Il a été dit qu’aucun gouvernement n’oserait remplacer le système qui lui a permis d'accéder au pouvoir. Toutefois, Jack Layton affirme que son parti est pour la représentation proportionnelle. Je pense qu’il lui serait difficile de rejeter la possibilité de mettre en application ce système s’il en a l’occasion. Évidemment, le Parti Vert préconise également la représentation proportionnelle. Nous allons même jusqu’à inclure la mise sur pied d'un système à représentation proportionnelle dans nos priorités pour la première année de notre mandat, si jamais nous accédons au pouvoir.
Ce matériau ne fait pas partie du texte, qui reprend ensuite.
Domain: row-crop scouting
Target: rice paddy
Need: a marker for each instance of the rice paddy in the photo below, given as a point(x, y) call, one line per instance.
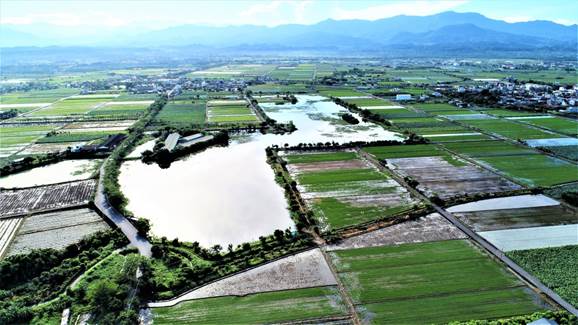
point(343, 190)
point(408, 283)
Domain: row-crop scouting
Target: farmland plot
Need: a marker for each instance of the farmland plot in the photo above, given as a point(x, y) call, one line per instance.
point(8, 228)
point(303, 270)
point(429, 228)
point(344, 190)
point(55, 230)
point(408, 283)
point(518, 218)
point(23, 201)
point(448, 177)
point(262, 308)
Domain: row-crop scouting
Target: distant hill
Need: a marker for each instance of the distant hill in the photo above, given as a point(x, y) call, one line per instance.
point(448, 32)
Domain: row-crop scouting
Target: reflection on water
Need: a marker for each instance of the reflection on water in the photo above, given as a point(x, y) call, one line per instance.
point(64, 171)
point(228, 194)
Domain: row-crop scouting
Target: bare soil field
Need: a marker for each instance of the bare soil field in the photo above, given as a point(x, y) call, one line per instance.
point(35, 199)
point(429, 228)
point(8, 229)
point(304, 270)
point(518, 218)
point(437, 176)
point(55, 230)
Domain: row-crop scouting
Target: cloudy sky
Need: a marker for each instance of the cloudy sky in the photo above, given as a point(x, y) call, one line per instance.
point(152, 14)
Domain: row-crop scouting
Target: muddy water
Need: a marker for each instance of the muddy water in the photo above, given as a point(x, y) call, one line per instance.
point(64, 171)
point(228, 195)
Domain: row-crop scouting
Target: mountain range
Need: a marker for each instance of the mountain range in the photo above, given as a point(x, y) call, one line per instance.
point(448, 31)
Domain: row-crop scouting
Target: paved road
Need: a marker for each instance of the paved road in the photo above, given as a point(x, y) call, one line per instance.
point(102, 204)
point(479, 240)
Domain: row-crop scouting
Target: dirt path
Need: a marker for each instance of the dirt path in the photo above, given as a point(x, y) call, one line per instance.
point(102, 204)
point(342, 290)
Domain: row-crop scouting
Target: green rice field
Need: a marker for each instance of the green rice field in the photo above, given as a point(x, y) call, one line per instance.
point(269, 307)
point(410, 283)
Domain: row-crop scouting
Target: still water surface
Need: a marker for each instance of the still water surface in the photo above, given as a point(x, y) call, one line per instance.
point(228, 195)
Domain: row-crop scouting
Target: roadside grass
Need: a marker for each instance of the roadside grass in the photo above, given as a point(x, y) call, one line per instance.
point(556, 267)
point(269, 307)
point(409, 283)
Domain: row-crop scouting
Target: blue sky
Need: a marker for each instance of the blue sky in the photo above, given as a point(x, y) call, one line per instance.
point(151, 14)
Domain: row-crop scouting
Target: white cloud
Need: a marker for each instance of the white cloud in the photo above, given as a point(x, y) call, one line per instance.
point(395, 8)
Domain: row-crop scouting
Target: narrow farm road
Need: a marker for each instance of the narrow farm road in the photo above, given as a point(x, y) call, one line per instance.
point(477, 238)
point(102, 204)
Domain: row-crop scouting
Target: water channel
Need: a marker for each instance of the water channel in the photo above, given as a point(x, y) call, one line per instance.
point(228, 195)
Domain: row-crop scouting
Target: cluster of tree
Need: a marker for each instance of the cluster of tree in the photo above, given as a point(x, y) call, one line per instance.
point(112, 167)
point(349, 118)
point(561, 317)
point(192, 265)
point(28, 279)
point(115, 299)
point(164, 158)
point(8, 114)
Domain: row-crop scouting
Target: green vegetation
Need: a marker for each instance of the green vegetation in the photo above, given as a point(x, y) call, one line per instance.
point(183, 112)
point(42, 275)
point(508, 129)
point(320, 157)
point(535, 170)
point(556, 267)
point(562, 125)
point(409, 283)
point(270, 307)
point(404, 151)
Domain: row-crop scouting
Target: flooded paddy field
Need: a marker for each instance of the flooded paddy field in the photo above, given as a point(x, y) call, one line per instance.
point(64, 171)
point(530, 238)
point(228, 194)
point(55, 230)
point(408, 283)
point(42, 198)
point(448, 177)
point(342, 189)
point(303, 270)
point(518, 218)
point(429, 228)
point(317, 305)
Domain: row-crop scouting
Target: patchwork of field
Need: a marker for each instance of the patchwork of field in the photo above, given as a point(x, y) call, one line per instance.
point(524, 164)
point(530, 238)
point(447, 177)
point(429, 228)
point(558, 124)
point(410, 283)
point(343, 190)
point(180, 111)
point(556, 267)
point(300, 72)
point(55, 230)
point(303, 270)
point(230, 111)
point(499, 219)
point(43, 198)
point(8, 229)
point(271, 307)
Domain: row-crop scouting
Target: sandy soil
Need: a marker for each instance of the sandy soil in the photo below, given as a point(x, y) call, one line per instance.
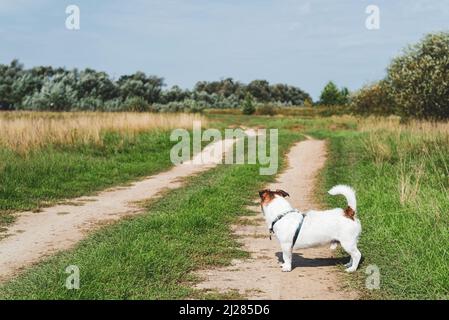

Bien que le Parti libéral n'ait jamais été très enthousiaste à l’idée de remplacer le système majoritaire uninominal, Stéphane Dion a déclaré ce mois-ci sur la radio nationale qu’il serait d’accord pour essayer le mode de scrutin préférentiel. Dans ce système, les électrices et les électeurs seraient en mesure d’indiquer leurs choix en ordre de préférence sur leur bulletin de vote, ce qui permettrait de prendre en considération également leurs deuxième et troisième choix d'une manière ou d'une autre dans les résultats du vote. Ce système donnerait un résultat plus précis de l’intention des électrices et des électeurs que le système majoritaire uninominal, tout comme le feraient d’ailleurs de nombreux types de systèmes à représentation proportionnelle.

Si les partis de l’opposition s’unissent au sujet d'une seule question pour défier un possible gouvernement Harper, il devrait s’agir de celle-ci. Bien que les Libéraux et les Néo-démocrates aient des différences partisanes mineures sur la plupart des points politiques, dont les étapes nécessaires à la lutte contre les changements climatiques, il serait possible de faire beaucoup de progrès au moyen de la coopération et d’un dialogue respectueux. Si un gouvernement conservateur est élu, j’aimerais être en mesure de parler de ce que nous pourrions faire pour former une coalition. J’aimerais que les chefs des autres partis s’unissent sur certains principes communs. L’un de ces principes serait l’établissement d’une démocratie en santé. La première mesure que pourrait prendre une coalition verte serait de travailler à la mise en œuvre d’une réforme électorale qui ferait en sorte que les Canadiennes et les Canadiens n’aient plus jamais à faire le choix entre un vote fait avec leur tête et un vote fait avec leur cœur.